A regulatory agency supported by China’s banking and securities sectors is aiming to expand its oversight over token offerings this year. As per its annual meeting on Thursday, China’s National Internet Finance Association (NIFA) has stated that although token sales and cryptocurrencies were already on its radar last year, it will likely become a more permanent part of its 2018 agenda. According to a NIFA statement, special monitoring projects in 2017 included issuing warnings on virtual currencies, token offerings and ‘disguised’ token offerings. And 2018 “will be a critical year for the association to normalize and standardize its existing efforts put into these projects.”

NIFA was first initiated in 2015 by the People’s Bank of China (PBoC), and was formed in part to scrutinize projects breaking new ground in internet finance, such as peer-to-peer lending and cryptocurrencies. As such, this latest move shows that it is taking the crypto and token sale space more seriously as this rapidly growing market develops and matures. It also follows several warnings NIFA made last year regarding token sales and cryptocurrencies, especially one issued just a few days before the PBoC issued a formal ban on token sales.

In what is being perceived as move to combat the policies of Donald Trump, the US city of Berkeley, California, is considering launching a token offering to fund affordable housing. The move follows concerns from the city that Trump will cut its federal funding, having last year tweeted “If U.C. Berkeley does not allow free speech and practices violence on innocent people with a different point of view – NO FEDERAL FUNDS?”. The tweet followed student protests that led to the cancellation of a conservative speaker’s planned event. And with Berkeley being a sanctuary city, which means it doesn’t have to follow the government’s lead in enforcing immigration law, the Trump administration has recently been escalating the fight against such cities in a bid to reform immigration.

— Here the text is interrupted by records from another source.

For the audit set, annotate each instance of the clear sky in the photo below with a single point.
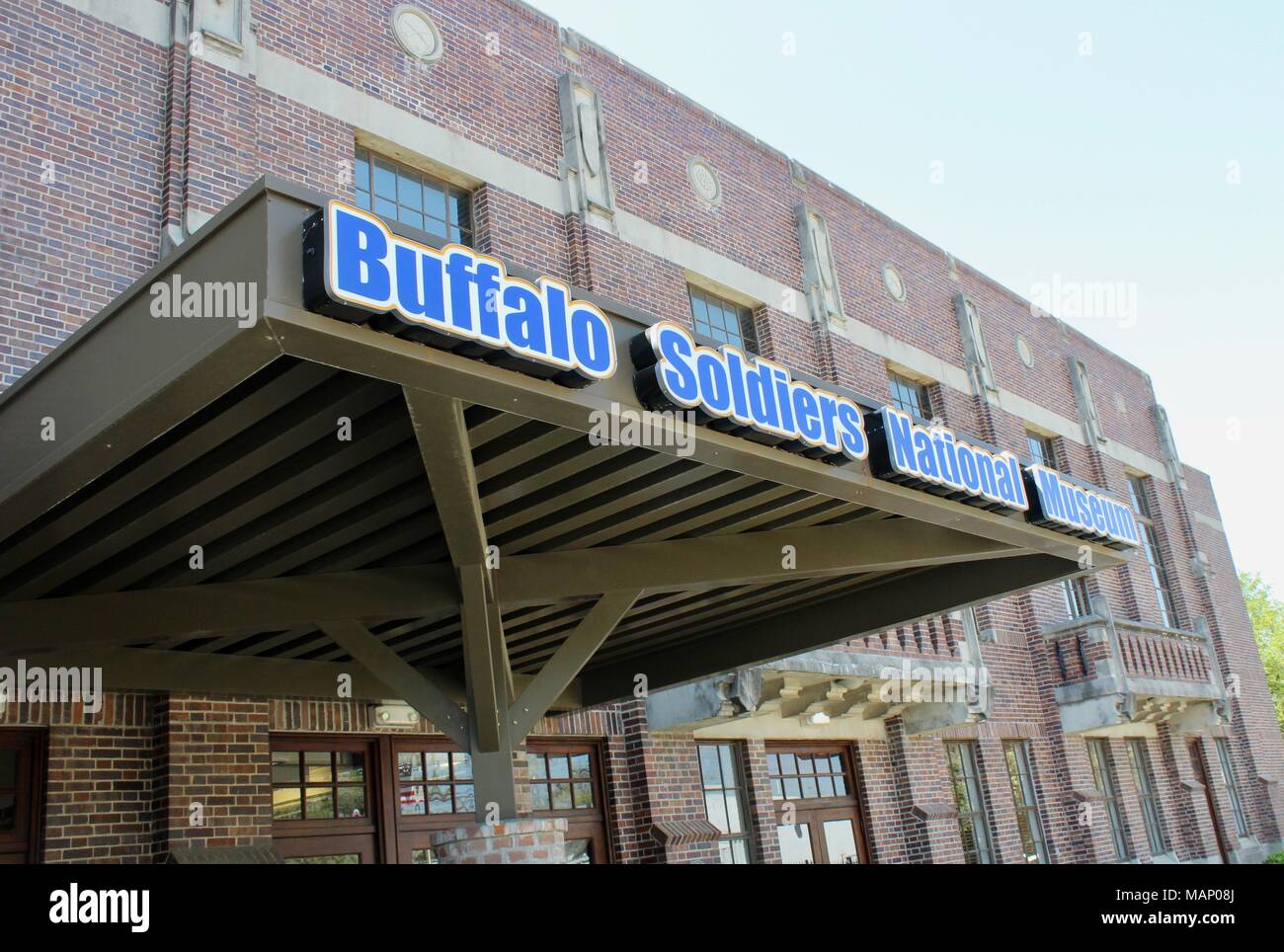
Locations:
(1083, 142)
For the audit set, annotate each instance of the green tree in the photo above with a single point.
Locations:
(1267, 616)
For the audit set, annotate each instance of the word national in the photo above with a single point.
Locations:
(1064, 505)
(456, 295)
(676, 372)
(911, 451)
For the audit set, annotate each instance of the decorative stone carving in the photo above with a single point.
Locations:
(416, 34)
(219, 24)
(1025, 353)
(1168, 446)
(894, 282)
(818, 273)
(704, 181)
(585, 166)
(1083, 398)
(977, 356)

In response, therefore, a token offering could be a way for the city to help the increasing homeless population. Ben Bartlett, a member of the Berkeley City Council, has formed a working group on a token sale launch with the city’s mayor Jesse Arreguín, the UC Berkeley Blockchain Lab, and fintech start-up Neighborly. And Bartlett believes that a token offering could combat the current presidential administration, “Berkeley is the center of the resistance, and for the resistance to work, it must have a coin…We have a jobs explosion and a super tight housing crunch. You’re looking at a disaster. We thought we’d pull together the experts and find a way to finance [affordable housing] ourselves.” According to the plans, moreover, the tokens would be backed by municipal bonds, and investors could use them in crypto-participating shops in the city or even for apartment rentals that would accept the token.